Aren't the central example of founders in AI Safety the people who founded Anthropic, OpenAI and arguably Deepmind? Right after that Mechanize comes to mind.
I am not fully sure what you mean by founders, but it seems to me that the best organizations were founded by people who also wrote a lot, and generally developed a good model of the problems in parallel to running an organization. Even this isn't a great predictor. I don't really know what is. It seems like generally working in the space is just super high variance.
To be clear, overall I do think many more people should found organization, but the arguments in this post seem really quite weak. The issue is really not that otherwise we "can't scale the AI Safety field". If anything it goes the other way around! If you just want to scale the AI safety field, go work at one of the existing big organizations like Anthropic, or Deepmind, or Far Labs or whatever. They can consume tons of talent, and you can probably work with them on capturing more talent (of course, I think the consequences of doing so for many of those orgs would be quite bad, but you don't seem to think so).
Also, to expand some more on your coverage of counterarguments:
> If outreach funnels attract a large number of low-caliber talent to AI safety, we can enforce high standards for research grants and second-stage programs like ARENA and MATS.
No, you can't, because the large set of people you are trying to "filter out" will now take an adversarial stance towards you as they are not getting the resources they think they deserve from the field. This reduces the signal-to-noise ratio of almost all channels of talent evaluation, and in the worst case produces quite agentic groups of people actively trying to worsen the judgement of the field in order to gain entry.
I happen to have written a lot about this this week: Paranoia: A Beginner's Guide for example has an explanation of lemons markets that applies straightforwardly to grant evaluations and program applications.

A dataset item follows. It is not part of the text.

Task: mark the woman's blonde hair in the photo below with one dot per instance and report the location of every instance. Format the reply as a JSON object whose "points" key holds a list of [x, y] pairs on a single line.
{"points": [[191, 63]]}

This is a thing that has happened all over the place, see for example the pressures on elite universities to drop admission standards and continue grade inflation by the many people that are now part of the university system, but wouldn't have been in previous decades.
Summoning adversaries, especially ones that have built an identity around membership in your group should be done very carefully. See also Tell people as early as possible it's not going to work out, which I also happen to have published this week.
> subsequently, frontier AI companies grew 2-3x/year, apparently unconcerned by dilution.
Yes, and this was of course, quite bad for the world? I don't know, maybe you are trying to model AI safety as some kind of race between AI Safety and the labs, but I think this largely fails to model the state of the field.
Like, again, man, do you really think the world would be at all different in terms of our progress on safety if everyone who works on whatever applied safety is supposedly so scalable had just never worked there? Kimi K2 is basically as aligned and as likely to be safe when scaled to superintelligence as whatever Anthropic is cooking up today. The most you can say is that safety researchers have been succeeding at producing evidence about the difficulty of alignment, but of course that progress has been enormously set back by all the safety researchers working at the frontier labs which the "scaling of the field" is just shoveling talent into, which has pressured huge numbers of people to drastically understate the difficulty and risks from AI.
> Many successful AI safety founders work in research-heavy roles (e.g., Buck Shlegeris, Beth Barnes, Adam Gleave, Dan Hendrycks, Marius Hobbhahn, Owain Evans, Ben Garfinkel, Eliezer Yudkowsky, Nate Soares) and the status ladder seems to reward technical prestige over building infrastructure.
I mean, and many of them don't! CEA has not been lead by people with research experience for many years, and man I would give so much to have ended up in a world that went differently. IMO Open Phil's community building has deeply suffered from a lack of situational awareness and strategic understanding of AI, and so massively dropped the ball. I think MATS's biggest problem is roughly that approximately no one on the staff is a great researcher yourself, or even attempts to do any kind of the work you try to cultivate, which makes it much harder for you to steer the program.
Like, I am again all in favor of people starting more organizations, but man, we just need to understand that we don't have the forces of the market on our side, and this means the premium we get for having people steer the organizations who have their own internal feedback loop and their own strategic map of the situation, which requires actively engaging with the core problems of the field, is much greater than it is in YC and the open market. The default outcome if you encourage young people to start an org in "AI Safety" is to just end up with someone making a bunch of vaguely safety-adjacent RL environments that get sold to big labs, that my guess is make things largely worse (I am not confident in this, but I am pretty confident it doesn't make things much better).
And so what I am most excited about are people who do have good strategic takes starting organizations, and to demonstrate that they have that, and to develop the necessary skills, they need to write and publish publicly (or at least receive mentorship from someone who does have for a substantial period of time).